NPIs and monotonicity

  • sets (comparisons)

Monotonicity is not limited to morphology, it also shows up in areas where syntax (= sentence structure) interacts with semantics (= meaning). One instance is the licensing of Negative Polarity Items. That’s quite a mouthful, so linguists usually say NPIs. NPIs are a fascinating aspect of natural languages, and they reveal just how much math languages hide under their hood. You might not have realized it, but the language brain is really sensitive to monotonic functions.

A puzzle: distribution of NPIs

One of the most common NPIs in English is ever. If you’re a native speaker of English, you’ve probably never noticed that ever is quite a special guy, but you definitely agree that the first sentence below is well-formed, whereas the second is clearly bad.

  1. No student should ever sleep in class.
  2. Every student should ever sleep in class.

Quite curious, what’s going on here? Here we have two sentences that use two distinct quantifiers, one being no and the other every. For some reason, ever can occur in the sentence with no but not with every. We could posit a constraint that forbids ever and every to co-occur, this is rather unsatisfying as it only states the facts rather than explaining them. But more importantly, it is also false. Both of the following sentences are okay in standard dialects of English.

  1. No student who ever slept in class should get a degree.
  2. Every student who ever slept in class should get a degree.

So both no and every can be fine with ever, it’s only in some cases where they diverge. And when they do, we never find cases where ever is okay with every but not with no. Quite puzzling, but fortunately we have decades of research to build on. Linguists have studied NPIs for a long time, and one thing that has become clear is that in order to understand the contrast illustrated above, one has to look at the meaning of every and no from a mathematical perspective.

Entailment

One important fact about sentences with every and no is that depending on whether they are true or false, other sentences can immediately be inferred to be true or false. Consider the following sentence:

  1. No student slept.

Suppose that this is true. Then we can tell right away that both of the sentences below are also true.
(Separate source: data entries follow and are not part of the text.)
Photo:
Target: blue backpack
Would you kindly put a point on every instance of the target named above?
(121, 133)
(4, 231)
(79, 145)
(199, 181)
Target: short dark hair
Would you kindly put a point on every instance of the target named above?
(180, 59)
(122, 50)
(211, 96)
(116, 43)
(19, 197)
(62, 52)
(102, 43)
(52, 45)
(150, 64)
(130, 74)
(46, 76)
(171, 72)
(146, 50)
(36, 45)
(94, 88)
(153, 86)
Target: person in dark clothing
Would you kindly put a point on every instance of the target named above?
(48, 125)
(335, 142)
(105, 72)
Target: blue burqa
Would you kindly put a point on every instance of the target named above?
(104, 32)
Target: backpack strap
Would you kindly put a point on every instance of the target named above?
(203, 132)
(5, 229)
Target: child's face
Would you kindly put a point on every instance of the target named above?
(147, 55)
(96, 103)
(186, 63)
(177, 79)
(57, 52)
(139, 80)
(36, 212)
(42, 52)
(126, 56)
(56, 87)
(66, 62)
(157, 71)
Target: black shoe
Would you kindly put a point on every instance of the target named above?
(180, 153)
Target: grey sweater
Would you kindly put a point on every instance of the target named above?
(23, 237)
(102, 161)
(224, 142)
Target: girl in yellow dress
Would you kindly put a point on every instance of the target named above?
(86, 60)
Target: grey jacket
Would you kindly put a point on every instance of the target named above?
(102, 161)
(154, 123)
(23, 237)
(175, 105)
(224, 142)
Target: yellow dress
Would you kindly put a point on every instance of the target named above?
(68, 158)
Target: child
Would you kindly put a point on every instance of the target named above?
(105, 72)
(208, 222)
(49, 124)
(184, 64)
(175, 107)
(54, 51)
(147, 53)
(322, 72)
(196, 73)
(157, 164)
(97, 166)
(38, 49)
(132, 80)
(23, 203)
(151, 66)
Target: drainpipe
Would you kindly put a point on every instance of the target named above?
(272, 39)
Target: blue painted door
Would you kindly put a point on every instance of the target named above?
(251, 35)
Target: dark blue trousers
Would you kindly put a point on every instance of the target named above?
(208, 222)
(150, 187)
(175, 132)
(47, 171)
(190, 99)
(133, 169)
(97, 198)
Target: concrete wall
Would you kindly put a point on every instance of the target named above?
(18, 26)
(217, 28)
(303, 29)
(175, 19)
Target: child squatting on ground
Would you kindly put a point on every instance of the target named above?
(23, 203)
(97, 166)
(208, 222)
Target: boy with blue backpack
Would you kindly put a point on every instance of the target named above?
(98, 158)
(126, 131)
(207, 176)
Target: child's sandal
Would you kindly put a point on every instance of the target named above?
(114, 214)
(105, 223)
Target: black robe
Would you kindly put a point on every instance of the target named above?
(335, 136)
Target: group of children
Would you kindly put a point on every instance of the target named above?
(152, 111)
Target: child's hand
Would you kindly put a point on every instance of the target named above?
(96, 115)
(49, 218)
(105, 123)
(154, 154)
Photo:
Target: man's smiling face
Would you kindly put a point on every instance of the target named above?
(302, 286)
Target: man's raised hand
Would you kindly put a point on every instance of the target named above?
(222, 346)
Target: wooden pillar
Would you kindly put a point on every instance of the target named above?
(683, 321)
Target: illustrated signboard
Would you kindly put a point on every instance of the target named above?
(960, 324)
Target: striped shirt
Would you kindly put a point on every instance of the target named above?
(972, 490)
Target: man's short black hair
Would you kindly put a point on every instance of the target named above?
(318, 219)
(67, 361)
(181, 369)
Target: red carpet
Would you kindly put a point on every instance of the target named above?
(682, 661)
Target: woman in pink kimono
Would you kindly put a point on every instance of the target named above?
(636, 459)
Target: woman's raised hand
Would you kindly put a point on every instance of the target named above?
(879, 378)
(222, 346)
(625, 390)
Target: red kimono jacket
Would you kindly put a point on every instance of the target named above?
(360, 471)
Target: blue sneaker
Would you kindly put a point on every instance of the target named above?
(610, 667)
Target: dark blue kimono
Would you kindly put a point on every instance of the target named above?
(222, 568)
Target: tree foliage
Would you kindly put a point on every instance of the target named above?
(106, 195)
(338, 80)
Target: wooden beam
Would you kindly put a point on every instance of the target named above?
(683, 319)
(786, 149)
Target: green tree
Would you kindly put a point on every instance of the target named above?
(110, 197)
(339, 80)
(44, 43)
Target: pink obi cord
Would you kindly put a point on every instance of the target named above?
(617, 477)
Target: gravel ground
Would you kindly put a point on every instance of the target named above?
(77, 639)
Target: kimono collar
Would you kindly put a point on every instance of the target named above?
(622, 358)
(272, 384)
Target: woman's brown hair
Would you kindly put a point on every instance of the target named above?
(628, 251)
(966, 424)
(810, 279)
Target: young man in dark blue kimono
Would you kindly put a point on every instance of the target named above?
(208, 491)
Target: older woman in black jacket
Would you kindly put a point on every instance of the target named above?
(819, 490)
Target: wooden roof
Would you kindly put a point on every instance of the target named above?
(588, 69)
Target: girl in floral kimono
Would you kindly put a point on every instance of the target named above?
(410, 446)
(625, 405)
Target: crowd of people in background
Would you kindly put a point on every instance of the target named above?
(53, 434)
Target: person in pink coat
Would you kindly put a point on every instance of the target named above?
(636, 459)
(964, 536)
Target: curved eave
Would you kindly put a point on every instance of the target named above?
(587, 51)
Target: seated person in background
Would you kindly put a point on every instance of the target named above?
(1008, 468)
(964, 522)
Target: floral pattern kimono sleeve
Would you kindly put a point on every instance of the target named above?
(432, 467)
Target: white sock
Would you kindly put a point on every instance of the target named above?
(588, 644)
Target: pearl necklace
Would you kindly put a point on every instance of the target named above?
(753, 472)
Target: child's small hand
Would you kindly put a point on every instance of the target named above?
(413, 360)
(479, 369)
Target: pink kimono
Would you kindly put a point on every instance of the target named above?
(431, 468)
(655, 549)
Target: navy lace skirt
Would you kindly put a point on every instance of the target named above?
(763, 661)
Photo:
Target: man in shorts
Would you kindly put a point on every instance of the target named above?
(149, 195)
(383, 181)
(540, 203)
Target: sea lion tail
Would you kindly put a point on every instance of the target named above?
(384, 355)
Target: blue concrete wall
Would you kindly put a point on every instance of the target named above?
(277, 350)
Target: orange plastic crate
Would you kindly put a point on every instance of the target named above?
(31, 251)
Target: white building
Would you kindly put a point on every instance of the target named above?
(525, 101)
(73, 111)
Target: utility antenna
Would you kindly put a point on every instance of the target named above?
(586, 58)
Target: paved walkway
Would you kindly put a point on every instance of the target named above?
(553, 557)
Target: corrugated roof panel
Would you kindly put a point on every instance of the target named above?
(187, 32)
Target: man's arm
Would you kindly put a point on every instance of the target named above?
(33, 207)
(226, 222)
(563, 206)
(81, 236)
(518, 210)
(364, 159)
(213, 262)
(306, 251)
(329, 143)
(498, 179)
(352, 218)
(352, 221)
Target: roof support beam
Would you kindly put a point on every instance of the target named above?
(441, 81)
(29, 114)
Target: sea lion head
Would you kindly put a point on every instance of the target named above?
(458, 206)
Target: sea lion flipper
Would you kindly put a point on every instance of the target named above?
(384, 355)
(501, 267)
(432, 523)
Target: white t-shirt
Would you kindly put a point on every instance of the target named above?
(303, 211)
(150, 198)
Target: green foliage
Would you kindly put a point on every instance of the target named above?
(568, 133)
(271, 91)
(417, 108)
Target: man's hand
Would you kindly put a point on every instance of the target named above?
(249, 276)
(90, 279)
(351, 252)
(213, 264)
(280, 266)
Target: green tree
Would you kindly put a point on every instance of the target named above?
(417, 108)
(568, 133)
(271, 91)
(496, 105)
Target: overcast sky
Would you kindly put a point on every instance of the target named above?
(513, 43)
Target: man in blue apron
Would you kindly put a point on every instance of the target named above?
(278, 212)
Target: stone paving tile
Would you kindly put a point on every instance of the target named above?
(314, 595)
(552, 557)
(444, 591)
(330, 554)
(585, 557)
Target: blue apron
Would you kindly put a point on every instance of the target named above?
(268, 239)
  1. No male students slept.
  2. No sophomores slept.

After all, male students are students, and sophomores are students in their second year. If a sophomore had indeed slept, then there would be at least one student that slept, but we already know that no student slept. Hence it is impossible for no student slept to be true but no sophomore slept to be false. The sentences stand in an entailment relation such that the truth of the first implies the truth of the other.

Consider the sentence every student slept. Does it allow for similar inferences via entailment?

Note that the entailment only holds in one direction. Even if no sophomores slept is true, it might still be the case that no students slept is false — perhaps there’s a freshman or junior who dozed off. So entailment has a directionality.

We can actually express the directionality of entailment by looking at sets. Consider the set of all students. Clearly it contains all sophomores, but the set of sophomores does not contain all students. So the set of sophomores is a subset of the set of students. A sentence with no is downward entailing: if the sentence is true for a set \(A\), then it is true for all subsets of \(A\).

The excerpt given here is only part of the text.